You are viewing a plain text version of this content. The canonical link for it is here.
Posted to commits@arrow.apache.org by dh...@apache.org on 2023/06/21 11:13:42 UTC
[arrow-datafusion] branch main updated: Hash Join Vectorized collision checking (#6724)
This is an automated email from the ASF dual-hosted git repository.
dheres pushed a commit to branch main
in repository https://gitbox.apache.org/repos/asf/arrow-datafusion.git
The following commit(s) were added to refs/heads/main by this push:
new 98669b000e Hash Join Vectorized collision checking (#6724)
98669b000e is described below
commit 98669b000ef5b3ca04e46924760d8925155d6c7d
Author: Daniël Heres <da...@gmail.com>
AuthorDate: Wed Jun 21 13:13:35 2023 +0200
Hash Join Vectorized collision checking (#6724)
* Initial PoC
* Initial PoC
* Initial PoC
* Vectorized implementation
* Vectorized implementation
* Vectorized implementation
* Vectorized implementation
* Fmt
* Add implementation for null equals null
* WIP
* Cleanup
* Fix
* Rev
* Add feature
* Small tweak
* Add back comment
* More functional implementation
* Remove some ownership / clones
* Clippy
---------
Co-authored-by: Daniël Heres <da...@coralogix.com>
---
Cargo.toml | 2 +-
.../core/src/physical_plan/joins/hash_join.rs | 169 +++++++++++++--------
.../src/physical_plan/joins/nested_loop_join.rs | 8 +-
.../src/physical_plan/joins/symmetric_hash_join.rs | 8 +-
datafusion/core/src/physical_plan/joins/utils.rs | 12 +-
5 files changed, 121 insertions(+), 78 deletions(-)

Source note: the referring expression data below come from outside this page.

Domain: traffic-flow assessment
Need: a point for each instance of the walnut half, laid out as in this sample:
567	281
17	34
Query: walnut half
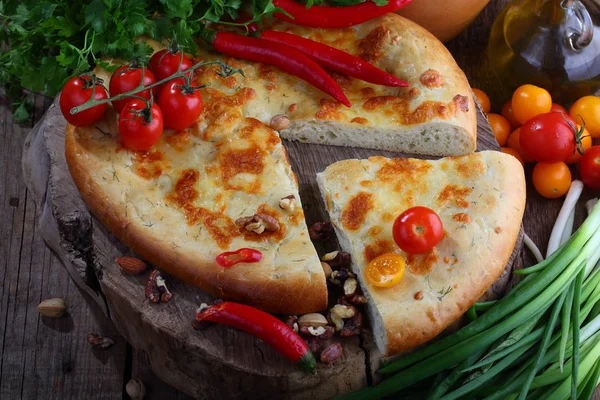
258	223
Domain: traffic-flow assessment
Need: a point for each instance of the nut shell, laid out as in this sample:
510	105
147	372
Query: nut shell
131	265
53	308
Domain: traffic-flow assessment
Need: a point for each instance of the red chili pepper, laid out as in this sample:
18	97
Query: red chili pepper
334	17
245	255
332	58
278	55
263	326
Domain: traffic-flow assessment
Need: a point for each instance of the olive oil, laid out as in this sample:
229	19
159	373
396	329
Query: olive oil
554	44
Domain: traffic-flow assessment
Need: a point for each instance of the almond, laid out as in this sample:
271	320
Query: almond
131	265
54	308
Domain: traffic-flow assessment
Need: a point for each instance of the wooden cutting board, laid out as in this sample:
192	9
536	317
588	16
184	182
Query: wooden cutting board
219	362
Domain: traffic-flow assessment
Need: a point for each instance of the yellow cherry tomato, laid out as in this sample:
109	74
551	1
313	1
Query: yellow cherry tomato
508	114
386	270
587	109
586	143
529	101
551	180
500	127
483	99
513	153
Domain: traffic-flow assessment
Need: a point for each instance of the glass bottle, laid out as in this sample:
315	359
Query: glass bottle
554	44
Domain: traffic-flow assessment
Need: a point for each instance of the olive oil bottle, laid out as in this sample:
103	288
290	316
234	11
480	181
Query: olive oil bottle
554	44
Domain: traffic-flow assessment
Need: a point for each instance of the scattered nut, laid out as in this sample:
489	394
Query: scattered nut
135	389
279	122
258	223
313	319
99	341
326	270
53	308
339	277
350	286
339	313
131	265
320	231
156	288
330	256
288	203
342	259
352	325
331	353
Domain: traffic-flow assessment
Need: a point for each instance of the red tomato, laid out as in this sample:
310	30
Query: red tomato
181	105
558	108
548	138
589	167
77	91
166	62
127	78
417	230
139	126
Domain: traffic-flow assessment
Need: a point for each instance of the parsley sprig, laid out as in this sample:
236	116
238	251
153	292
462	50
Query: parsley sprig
44	42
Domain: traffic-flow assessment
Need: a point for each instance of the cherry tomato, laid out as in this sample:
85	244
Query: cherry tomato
586	111
417	230
513	153
589	168
558	108
166	62
529	101
551	180
548	137
500	127
181	104
139	126
77	91
483	99
127	78
386	270
585	144
508	114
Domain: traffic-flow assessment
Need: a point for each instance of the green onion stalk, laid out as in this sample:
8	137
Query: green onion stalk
541	340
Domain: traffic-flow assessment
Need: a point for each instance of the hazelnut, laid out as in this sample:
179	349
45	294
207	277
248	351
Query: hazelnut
135	389
326	270
331	353
340	312
53	308
131	265
288	203
314	320
279	122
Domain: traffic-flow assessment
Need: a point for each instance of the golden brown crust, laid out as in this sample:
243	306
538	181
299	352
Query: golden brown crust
298	293
481	213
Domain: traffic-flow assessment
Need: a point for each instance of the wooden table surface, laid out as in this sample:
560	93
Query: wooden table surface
43	358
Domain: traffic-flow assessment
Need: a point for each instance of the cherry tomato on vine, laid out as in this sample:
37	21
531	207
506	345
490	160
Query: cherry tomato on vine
585	144
483	99
386	270
180	103
551	180
587	109
126	78
589	168
139	126
77	91
417	230
508	114
529	101
166	62
549	137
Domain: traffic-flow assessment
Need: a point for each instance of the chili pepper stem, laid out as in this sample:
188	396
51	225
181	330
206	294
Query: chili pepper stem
308	363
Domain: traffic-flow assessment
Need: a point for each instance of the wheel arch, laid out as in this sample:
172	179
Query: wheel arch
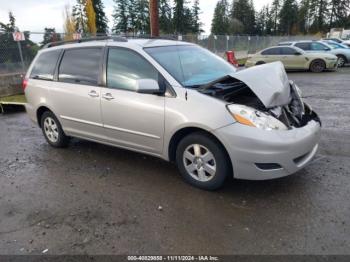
185	131
40	111
317	59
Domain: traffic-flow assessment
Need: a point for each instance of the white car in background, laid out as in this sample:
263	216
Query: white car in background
319	46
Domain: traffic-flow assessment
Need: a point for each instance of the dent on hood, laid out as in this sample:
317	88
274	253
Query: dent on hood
269	82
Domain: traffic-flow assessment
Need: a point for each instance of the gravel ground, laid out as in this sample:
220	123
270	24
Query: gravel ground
95	199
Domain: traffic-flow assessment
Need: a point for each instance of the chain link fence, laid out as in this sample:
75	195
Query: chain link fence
11	63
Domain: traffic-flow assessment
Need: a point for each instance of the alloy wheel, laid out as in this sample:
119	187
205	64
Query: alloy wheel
199	163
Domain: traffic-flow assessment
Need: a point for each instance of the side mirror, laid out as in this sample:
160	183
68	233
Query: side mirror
147	86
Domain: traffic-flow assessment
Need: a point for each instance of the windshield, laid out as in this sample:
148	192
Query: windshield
192	66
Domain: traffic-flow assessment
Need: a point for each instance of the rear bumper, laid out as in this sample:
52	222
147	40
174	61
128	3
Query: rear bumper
263	155
332	65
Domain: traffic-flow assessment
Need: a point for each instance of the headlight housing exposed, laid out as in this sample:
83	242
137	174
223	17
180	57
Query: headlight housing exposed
251	117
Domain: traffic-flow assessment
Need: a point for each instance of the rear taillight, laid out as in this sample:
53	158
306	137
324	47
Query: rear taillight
24	83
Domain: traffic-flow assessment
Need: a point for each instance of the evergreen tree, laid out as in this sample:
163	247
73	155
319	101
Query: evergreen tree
220	22
165	17
320	12
179	16
244	12
196	24
188	21
90	17
142	20
69	23
339	15
304	17
288	17
275	10
101	19
264	23
121	16
50	35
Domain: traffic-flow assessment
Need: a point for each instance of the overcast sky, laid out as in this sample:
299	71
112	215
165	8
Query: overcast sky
34	15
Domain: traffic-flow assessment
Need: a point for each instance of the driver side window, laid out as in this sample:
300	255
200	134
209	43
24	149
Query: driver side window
318	46
125	67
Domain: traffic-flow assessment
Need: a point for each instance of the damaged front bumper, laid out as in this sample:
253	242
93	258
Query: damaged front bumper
261	155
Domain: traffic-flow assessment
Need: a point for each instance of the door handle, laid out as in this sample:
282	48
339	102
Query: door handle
93	93
108	96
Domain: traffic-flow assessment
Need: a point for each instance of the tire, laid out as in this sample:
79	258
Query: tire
317	66
202	161
341	60
53	131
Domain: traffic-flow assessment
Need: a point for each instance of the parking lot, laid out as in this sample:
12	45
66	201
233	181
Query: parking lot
95	199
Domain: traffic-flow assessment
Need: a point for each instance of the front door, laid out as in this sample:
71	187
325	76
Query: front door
131	120
290	59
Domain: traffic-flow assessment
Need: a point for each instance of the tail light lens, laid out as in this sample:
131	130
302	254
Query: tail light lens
24	83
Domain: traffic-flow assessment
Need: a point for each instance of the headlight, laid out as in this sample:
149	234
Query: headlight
250	117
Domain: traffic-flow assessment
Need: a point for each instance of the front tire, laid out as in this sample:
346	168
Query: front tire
202	161
341	60
317	66
53	131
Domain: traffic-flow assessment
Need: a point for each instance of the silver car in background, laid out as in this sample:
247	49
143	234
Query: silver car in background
176	101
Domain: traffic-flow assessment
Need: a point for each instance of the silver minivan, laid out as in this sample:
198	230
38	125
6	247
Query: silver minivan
176	101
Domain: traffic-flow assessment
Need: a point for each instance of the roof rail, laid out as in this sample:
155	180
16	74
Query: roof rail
83	40
168	37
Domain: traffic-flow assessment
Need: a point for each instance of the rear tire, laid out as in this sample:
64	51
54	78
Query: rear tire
341	60
53	131
317	66
202	161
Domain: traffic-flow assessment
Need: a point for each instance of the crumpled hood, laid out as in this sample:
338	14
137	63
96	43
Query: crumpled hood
269	83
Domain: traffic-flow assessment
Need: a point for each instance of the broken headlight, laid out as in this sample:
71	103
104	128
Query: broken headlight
250	117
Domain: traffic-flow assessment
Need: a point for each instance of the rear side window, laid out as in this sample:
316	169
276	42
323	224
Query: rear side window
80	66
44	66
124	67
318	47
288	51
272	51
304	46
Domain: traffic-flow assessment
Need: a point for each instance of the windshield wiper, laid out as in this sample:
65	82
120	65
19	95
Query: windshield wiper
209	85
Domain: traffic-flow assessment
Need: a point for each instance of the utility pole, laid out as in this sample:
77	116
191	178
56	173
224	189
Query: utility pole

diff --git a/Cargo.toml b/Cargo.toml
index ed6728f35e..7f89e78ad0 100644
--- a/Cargo.toml
+++ b/Cargo.toml
@@ -45,7 +45,7 @@ repository = "https://github.com/apache/arrow-datafusion"
rust-version = "1.64"
[workspace.dependencies]
-arrow = { version = "42.0.0", features = ["prettyprint"] }
+arrow = { version = "42.0.0", features = ["prettyprint", "dyn_cmp_dict"] }
arrow-flight = { version = "42.0.0", features = ["flight-sql-experimental"] }
arrow-buffer = { version = "42.0.0", default-features = false }
arrow-schema = { version = "42.0.0", default-features = false }
diff --git a/datafusion/core/src/physical_plan/joins/hash_join.rs b/datafusion/core/src/physical_plan/joins/hash_join.rs
index 5a0e8f33f5..c89edea4d6 100644
--- a/datafusion/core/src/physical_plan/joins/hash_join.rs
+++ b/datafusion/core/src/physical_plan/joins/hash_join.rs
@@ -25,6 +25,8 @@ use arrow::array::{
StringArray, TimestampNanosecondArray, UInt16Array, UInt32Array, UInt64Array,
UInt8Array,
};
+use arrow::buffer::BooleanBuffer;
+use arrow::compute::{and, eq_dyn, is_null, or_kleene, take, FilterBuilder};
use arrow::datatypes::{ArrowNativeType, DataType};
use arrow::datatypes::{Schema, SchemaRef};
use arrow::record_batch::RecordBatch;
@@ -42,6 +44,8 @@ use arrow::{
},
util::bit_util,
};
+use arrow_array::cast::downcast_array;
+use arrow_schema::ArrowError;
use futures::{ready, Stream, StreamExt, TryStreamExt};
use std::fmt;
use std::mem::size_of;
@@ -624,47 +628,6 @@ impl RecordBatchStream for HashJoinStream {
}
}
-/// Gets build and probe indices which satisfy the on condition (including
-/// the equality condition and the join filter) in the join.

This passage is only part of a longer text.